O segundo vetor é o custeio obrigatório. Ele cresce não porque governos querem. Cresce porque a máquina envelhece, a demanda aumenta e os contratos se acumulam. Tudo sobe: energia, contratos médicos, manutenção, aluguel, TI. Nada volta. É uma parede rígida, pouco elástica, pouco ajustável e permanente.
O terceiro ponto é a multiplicação de carreiras e regimes próprios. Não se trata apenas de salários atuais, mas de compromissos futuros como promoções automáticas, pisos ascendentes e impacto previdenciário crescente. Mesmo com o aumento da receita nos últimos anos, existe insuficiente para cobrir o custo que avança.
E ainda há o monstro silencioso chamado de vinculação orçamentária que garante continuidade de políticas, mas reduz a margem de manobra. Boa parte da receita já nasce carimbada.
Resultado? o investimento do RN dependente quase totalmente de Brasília, bancos internacionais – como o empréstimo do Banco Mundial – ou emendas. Com recursos próprios, o estado investe quase zero e em anos ruins, zero.
Dito de forma direta, não existe espaço para um projeto de desenvolvimento financiado pelo Tesouro Estadual.
Então, a provocação é: o elefante ainda é governável?
Sim e não. Estamos estourando o limite da sobrevivência administrativa. Governável com ambições hoje é impossível. E existem bombas armadas para explodir: previdência, demandas judiciais, recomposições salariais e pressões setoriais.
O RN caminha aceleradamente para um colapso fiscal. As margens são tão estreitas que qualquer choque externo como queda do ICMS, frustração de FPE, reajustes e aumento previdenciário, podem desencadear uma crise institucional. É como pilotar um avião com combustível na reserva e sem plano de pouso.
E é aí que o roteiro começa a parecer déjà vu. Minas Gerais, em 2003, estava em colapso administrativo, déficit, salários atrasados. A saída definida por Aécio Neves e Antônio Anastasia foi dura e chamada na época de choque de gestão. Em Minas, funcionou. Doeu, mas funcionou.
Diante do exposto, a nova provocação seria: a terra de Cascudo precisa de um choque de gestão?

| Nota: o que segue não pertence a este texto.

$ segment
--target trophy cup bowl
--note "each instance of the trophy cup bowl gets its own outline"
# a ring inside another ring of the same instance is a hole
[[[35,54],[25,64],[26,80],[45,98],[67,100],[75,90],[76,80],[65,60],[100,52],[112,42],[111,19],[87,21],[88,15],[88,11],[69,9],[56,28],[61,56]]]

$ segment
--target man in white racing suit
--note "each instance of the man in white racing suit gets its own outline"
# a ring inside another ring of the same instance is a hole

A resposta é sim. O problema é que isso não depende de um governador. Depende de um pacto: Executivo, Assembleia, Tribunal de Contas, Ministério Público, Judiciário e categorias entendendo que sem ajuste, não existe Estado, só folha (atrasada), custeio e discurso. Todos os poderes teriam a seu quinhão de sacrifício para que em um futuro próximo, o Estado, as pessoas possam ter esperança em um futuro promissor.

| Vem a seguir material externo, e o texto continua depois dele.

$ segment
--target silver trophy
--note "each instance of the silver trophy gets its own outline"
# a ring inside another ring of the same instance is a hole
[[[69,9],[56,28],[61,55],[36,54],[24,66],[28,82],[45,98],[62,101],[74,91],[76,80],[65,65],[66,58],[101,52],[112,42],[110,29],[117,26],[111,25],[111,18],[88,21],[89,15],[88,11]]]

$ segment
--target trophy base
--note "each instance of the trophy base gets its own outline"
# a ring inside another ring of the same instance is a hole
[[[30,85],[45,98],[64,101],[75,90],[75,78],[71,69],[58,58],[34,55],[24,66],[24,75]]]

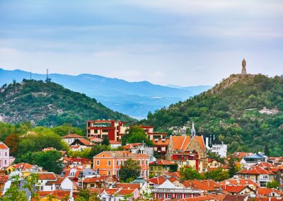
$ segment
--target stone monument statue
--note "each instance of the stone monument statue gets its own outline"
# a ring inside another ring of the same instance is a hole
[[[246,60],[245,59],[243,59],[242,61],[242,74],[247,74],[247,70],[246,69]]]

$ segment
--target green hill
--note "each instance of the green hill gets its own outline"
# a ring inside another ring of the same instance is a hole
[[[264,107],[275,114],[261,114]],[[233,74],[185,102],[149,113],[142,123],[173,131],[185,126],[189,132],[193,120],[199,134],[215,134],[231,152],[265,151],[282,156],[282,78]]]
[[[52,82],[23,80],[0,88],[0,120],[6,122],[31,121],[43,126],[69,123],[82,127],[86,120],[96,119],[133,120]]]

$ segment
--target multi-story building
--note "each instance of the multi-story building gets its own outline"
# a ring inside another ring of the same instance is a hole
[[[120,136],[125,134],[127,127],[125,122],[115,120],[88,120],[86,121],[86,137],[103,138],[107,135],[109,140],[118,141]]]
[[[260,187],[265,187],[267,182],[275,180],[275,174],[273,172],[258,166],[242,170],[238,172],[237,174],[241,178],[253,180]]]
[[[2,142],[0,142],[0,168],[9,166],[15,160],[10,156],[10,149]]]
[[[158,158],[165,159],[166,155],[169,145],[168,138],[158,138],[152,139],[154,143],[154,153]]]
[[[204,141],[202,136],[195,134],[192,124],[191,135],[171,136],[166,159],[178,164],[178,167],[195,166],[200,172],[207,168],[208,158]]]
[[[139,161],[141,166],[141,176],[148,178],[149,175],[149,157],[147,154],[132,154],[127,151],[103,151],[93,156],[93,168],[98,174],[119,177],[119,171],[125,162],[132,159]]]
[[[169,180],[166,180],[161,185],[152,188],[151,192],[154,199],[158,200],[167,200],[166,199],[181,200],[200,197],[203,195],[203,190],[175,186]]]

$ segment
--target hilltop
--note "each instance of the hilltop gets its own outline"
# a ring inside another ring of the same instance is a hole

Para isso, seria necessário adotar algumas medidas inescapáveis como reorganização de carreiras e freio em progressões automáticas, criando sustentabilidade sem retirar direitos; reestruturar o custeio, cortando duplicidades, renegociar contratos e centralizar compras; institucionalizar metas e resultados, com relatórios trimestrais públicos e criar um programa permanente de sustentabilidade fiscal, revisando benefícios fiscais, melhorando cobrança da dívida ativa e modernizando a receita.
Sem capacidade de investimento, será necessário redefinir prioridades: energia renovável, segurança hídrica, infraestrutura produtiva, inovação e tecnologia. Fora as manutenções óbvias como saúde e educação. Sem isso, o Estado continuará girando no mesmo ciclo de escassez e improviso.
A conclusão das provocações é muito dura. O RN, para quem é atento a física ou filmes de ficção, está na borda do horizonte de eventos, no limite. Governá-lo tem que ser obra de um pacto institucional, não apenas de um governador. Sem reorganização profunda, o cenário previsto é de colapso.
Resta a provocação final e talvez a mais importante: Os Poderes farão o que precisa ser feito?